All the shit you throw away — grocery bags, cd cases, water bottles, toys, iPods — ends up in the Great Pacific Garbage Patch, a heap of debris floating in the Pacific twice the size of Texas, consisting of 80 percent plastics and weighing some 3.5 million tons, and floating where few people ever travel, in no-man’s land between San Francisco and Hawaii.
Ocean current patterns may keep the flotsam stashed in a part of the world few will ever see, but the majority of its content is generated onshore, according to a report from Greenpeace last year titled “Plastic Debris in the World’s Oceans.”The report found that 80 percent of the oceans’ litter originated on land. While ships drop the occasional load of shoes or hockey gloves into the waters (sometimes on purpose and illegally), the vast majority of sea garbage begins its journey as onshore trash.
If you want to feel really bad about it, read always-genius Mark Morford’s take on it here. You see, its not just killing fish and turtles and bird, but it’s killing us too!
The poetry goes something like this: Plastic bottle is tossed away. Plastic bottle, along with millions just like it, escapes out to sea, drifts and wanders and ultimately joins giant toxic stew of other plastic garbage sitting like a massive island in middle of impartial but increasingly wary ocean.

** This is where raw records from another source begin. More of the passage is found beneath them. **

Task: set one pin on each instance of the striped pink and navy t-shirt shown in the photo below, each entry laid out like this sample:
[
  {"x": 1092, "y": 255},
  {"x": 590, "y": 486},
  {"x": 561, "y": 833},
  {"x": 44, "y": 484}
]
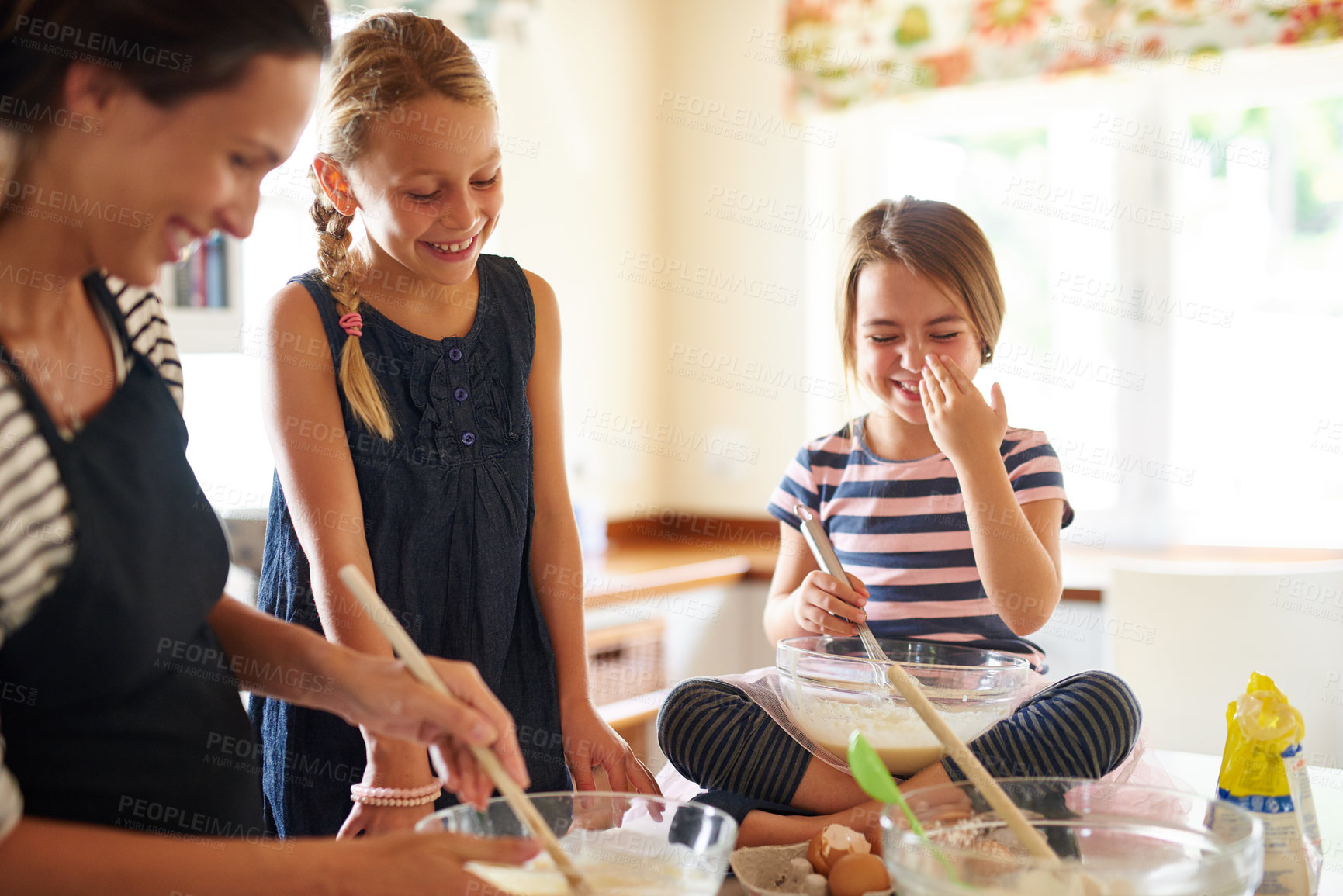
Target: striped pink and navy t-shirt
[{"x": 900, "y": 527}]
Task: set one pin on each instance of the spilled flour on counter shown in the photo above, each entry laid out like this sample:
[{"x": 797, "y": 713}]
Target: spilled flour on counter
[{"x": 614, "y": 863}]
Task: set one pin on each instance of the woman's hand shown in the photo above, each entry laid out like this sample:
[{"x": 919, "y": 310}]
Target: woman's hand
[
  {"x": 383, "y": 697},
  {"x": 825, "y": 605},
  {"x": 589, "y": 742},
  {"x": 962, "y": 422}
]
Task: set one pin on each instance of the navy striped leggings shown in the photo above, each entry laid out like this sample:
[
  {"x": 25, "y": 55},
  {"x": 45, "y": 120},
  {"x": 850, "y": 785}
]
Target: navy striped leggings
[{"x": 715, "y": 735}]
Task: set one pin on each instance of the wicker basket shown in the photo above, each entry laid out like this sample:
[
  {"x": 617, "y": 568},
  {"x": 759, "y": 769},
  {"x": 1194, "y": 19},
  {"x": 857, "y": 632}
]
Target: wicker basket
[{"x": 626, "y": 660}]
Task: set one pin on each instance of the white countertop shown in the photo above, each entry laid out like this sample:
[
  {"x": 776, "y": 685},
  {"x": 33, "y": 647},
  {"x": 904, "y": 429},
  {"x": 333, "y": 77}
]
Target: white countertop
[{"x": 1199, "y": 771}]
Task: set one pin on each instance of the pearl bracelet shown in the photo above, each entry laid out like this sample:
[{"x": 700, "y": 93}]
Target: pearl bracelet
[
  {"x": 424, "y": 794},
  {"x": 393, "y": 801}
]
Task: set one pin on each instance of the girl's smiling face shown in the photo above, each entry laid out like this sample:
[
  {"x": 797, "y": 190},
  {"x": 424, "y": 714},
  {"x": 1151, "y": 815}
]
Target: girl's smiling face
[
  {"x": 902, "y": 317},
  {"x": 430, "y": 187}
]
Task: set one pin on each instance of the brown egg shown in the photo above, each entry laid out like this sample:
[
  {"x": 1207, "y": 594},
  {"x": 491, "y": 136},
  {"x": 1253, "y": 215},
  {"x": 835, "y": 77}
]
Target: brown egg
[
  {"x": 833, "y": 844},
  {"x": 858, "y": 874}
]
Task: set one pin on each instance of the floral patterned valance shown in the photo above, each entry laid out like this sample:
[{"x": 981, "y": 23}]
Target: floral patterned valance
[{"x": 850, "y": 51}]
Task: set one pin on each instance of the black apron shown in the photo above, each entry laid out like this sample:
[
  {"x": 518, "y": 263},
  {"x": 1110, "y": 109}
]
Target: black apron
[{"x": 134, "y": 719}]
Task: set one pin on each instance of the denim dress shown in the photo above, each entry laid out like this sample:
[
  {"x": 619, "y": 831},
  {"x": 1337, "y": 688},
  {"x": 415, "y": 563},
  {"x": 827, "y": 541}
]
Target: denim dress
[{"x": 448, "y": 514}]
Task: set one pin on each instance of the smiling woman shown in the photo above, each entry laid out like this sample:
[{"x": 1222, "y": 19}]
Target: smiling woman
[{"x": 152, "y": 124}]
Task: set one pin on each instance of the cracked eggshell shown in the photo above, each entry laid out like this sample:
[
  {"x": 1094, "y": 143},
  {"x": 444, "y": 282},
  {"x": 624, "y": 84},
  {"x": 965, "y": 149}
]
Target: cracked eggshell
[{"x": 832, "y": 844}]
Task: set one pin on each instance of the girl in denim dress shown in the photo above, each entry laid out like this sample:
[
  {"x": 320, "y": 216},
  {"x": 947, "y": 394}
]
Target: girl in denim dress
[{"x": 414, "y": 409}]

Time passes. Life churns. Sea birds and other large marine life ingest (and then die from) some of the billions of bits of brightly-colored plastic floating about, as the sun slowly breaks down the rest of the plastic bottle into its fundamental, ultra-toxic polymer molecules. Stew thickens.
And then, the magic happens. Nature’s most efficient organic filters, the sea jellies, absorb those tiny plastic molecules into their bodies. Small fish eat the jellies. Larger fish eat the smaller fish. Slowly, the deadly plastics, which never completely biodegrade, amble their way back up the food chain and back into the stomachs and bloodstreams and ecosystems of larger and larger animals until, voila, there again is your plastic bottle, right there on your dinner plate. Neat!